The computer chimed an acknowledgment, and Leonard went back to bed. The droid finished its business and left before Leonard had returned to sleep.

* * *

It wasn’t until Leonard’s next day off that he caught Jim in the conversation pit, droid powered off and open while he worked on its innards.

“Broke down?” Leonard asked while he fixed himself a coffee.

“Nope,” Jim replied distractedly, “Just teaching an old dog a new trick.”

It was too early in the morning for this shit. “It’s not a dog, Jim.”

Jim took it in good humor, grinning back toward Leonard. “I thought Spock was the one who had trouble with metaphors.”

Leonard didn’t waste any time telling Jim exactly where he could stick his metaphors.

* * *

When Leonard next saw the droid in action, it was cleaning the ceiling, and Leonard just watched it, aghast in exasperation. Jim sidled up to him positively preening with pride. “Like it?”

All of Leonard’s frustrations came out in a single breath. “Why is it on the ceiling, Jim?”

“He kept getting stuck on walls,” Jim explained, and Leonard had many memories of Jim getting up at the incessant tap tap tap of the droid repeatedly bumping a wall, just to reorientate it and let it continue on its way. “I couldn’t get the sensor to work properly, so I figured he can’t get stuck at walls if he can climb them. The ceiling was just a bonus.”

* * *

Leonard was fixing dinner when he next heard the tapping of the droid getting stuck somewhere. He just let it go for a while, knowing that when Jim heard it, he’d go rescue it, but Jim never came.

“Jim, I thought you fixed that thing!” Leonard called as the tapping sound started getting to him, but Jim didn’t respond, and Leonard figured he must have left for the day. “Clean bot, power off,” he tried instead, but the bot gamely continued ramming whatever surface it was stuck against. Of course Jim would have made sure it didn’t respond to normal commands. Leonard tried again: “Gregory! Power off!”

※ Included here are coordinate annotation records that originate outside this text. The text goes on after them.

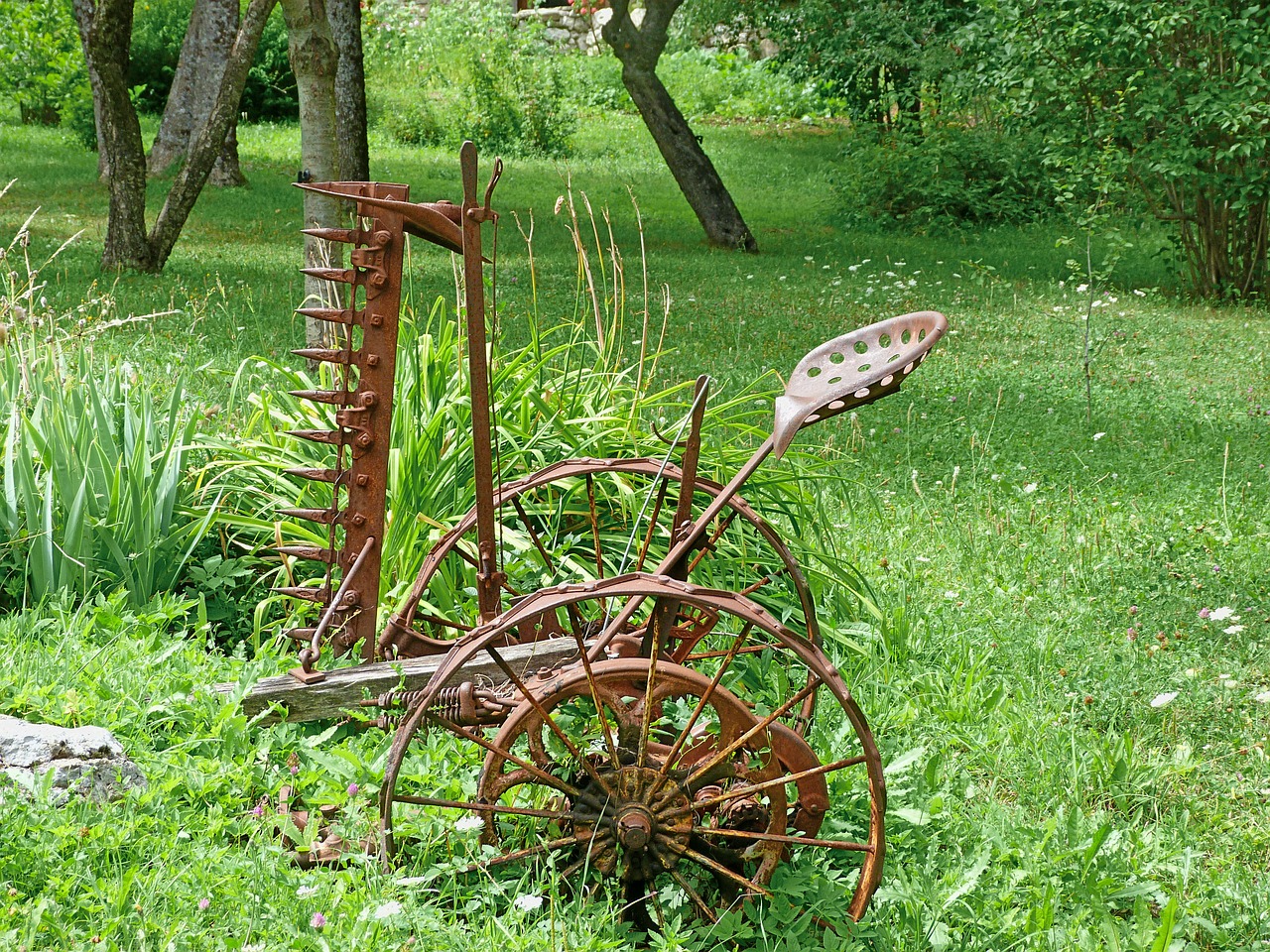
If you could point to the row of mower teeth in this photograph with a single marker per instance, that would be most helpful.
(336, 398)
(324, 516)
(331, 315)
(343, 276)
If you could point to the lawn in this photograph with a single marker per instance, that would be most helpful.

The bot ignored the command in favor of continuously ramming itself against wherever it was stuck and Leonard practically threw down the bowl of greens in favor of following the sound to wherever the damn thing was and fixing it himself. Leonard found it in a corner, butting up against it and trying to climb the crevice, but not gaining any traction.

Leonard shook his head. “Not so clever now, are we, Jim?” For his own sanity, Leonard bent down and faced the bot away from the corner so it could go be annoying somewhere else, much more quietly. “Here you go, little fella.”

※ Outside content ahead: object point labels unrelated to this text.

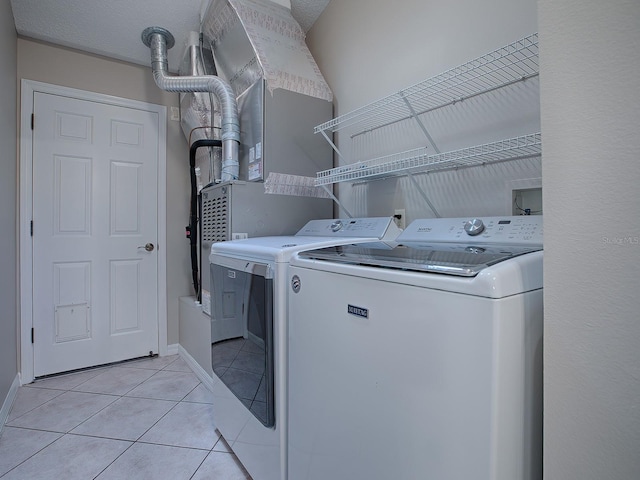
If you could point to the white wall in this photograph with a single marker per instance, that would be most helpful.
(8, 203)
(70, 68)
(367, 52)
(590, 98)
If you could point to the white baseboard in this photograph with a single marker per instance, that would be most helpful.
(200, 372)
(8, 402)
(173, 349)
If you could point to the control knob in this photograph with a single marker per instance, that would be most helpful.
(474, 227)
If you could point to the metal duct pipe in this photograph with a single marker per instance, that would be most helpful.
(159, 40)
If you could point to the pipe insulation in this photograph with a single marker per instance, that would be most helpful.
(159, 40)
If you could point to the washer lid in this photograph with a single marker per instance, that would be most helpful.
(448, 258)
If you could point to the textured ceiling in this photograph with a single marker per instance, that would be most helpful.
(112, 28)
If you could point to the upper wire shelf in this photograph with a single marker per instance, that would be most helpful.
(512, 63)
(525, 146)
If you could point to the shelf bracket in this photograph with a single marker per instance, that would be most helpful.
(420, 124)
(333, 197)
(424, 195)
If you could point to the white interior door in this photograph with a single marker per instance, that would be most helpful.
(95, 208)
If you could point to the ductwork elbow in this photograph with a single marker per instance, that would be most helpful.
(159, 40)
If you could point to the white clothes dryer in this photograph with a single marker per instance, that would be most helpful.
(249, 289)
(424, 361)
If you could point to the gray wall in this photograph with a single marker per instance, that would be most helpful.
(590, 94)
(70, 68)
(367, 52)
(8, 202)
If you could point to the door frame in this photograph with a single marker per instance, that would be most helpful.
(28, 89)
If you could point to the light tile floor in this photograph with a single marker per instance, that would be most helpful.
(144, 419)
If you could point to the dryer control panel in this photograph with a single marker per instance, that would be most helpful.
(508, 230)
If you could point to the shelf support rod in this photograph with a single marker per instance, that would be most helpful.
(335, 149)
(420, 124)
(333, 197)
(423, 195)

As the bot scooted away, Leonard realized he had talked to the thing, and cursed quietly. This was Jim’s fault, it had to be.

* * *

Jim fixed the corner issue and continued adding new features as time went on, and he was always painfully smug about it. It knew its name, it could respond to simple directions, it could clean counters, and a few other things. Jim returned to the conversation pit one evening when Leonard was relaxing with a beer, watching a documentary on the viewer. He was looking more smug than ever, as if this was the feature that would finally win Leonard over. “I taught Gregory how to fetch.”

“It’s not a dog, Jim,” Leonard reminded him for what felt like the thousandth time.

“You’ll really like this one, though,” Jim promised.

Leonard thought Jim was delusional. “Why would I ever want to play fetch with a cleaning droid?”

Jim just peaked his head back to where Gregory was cleaning the refrigerator door. “Gregory, fetch me a beer.”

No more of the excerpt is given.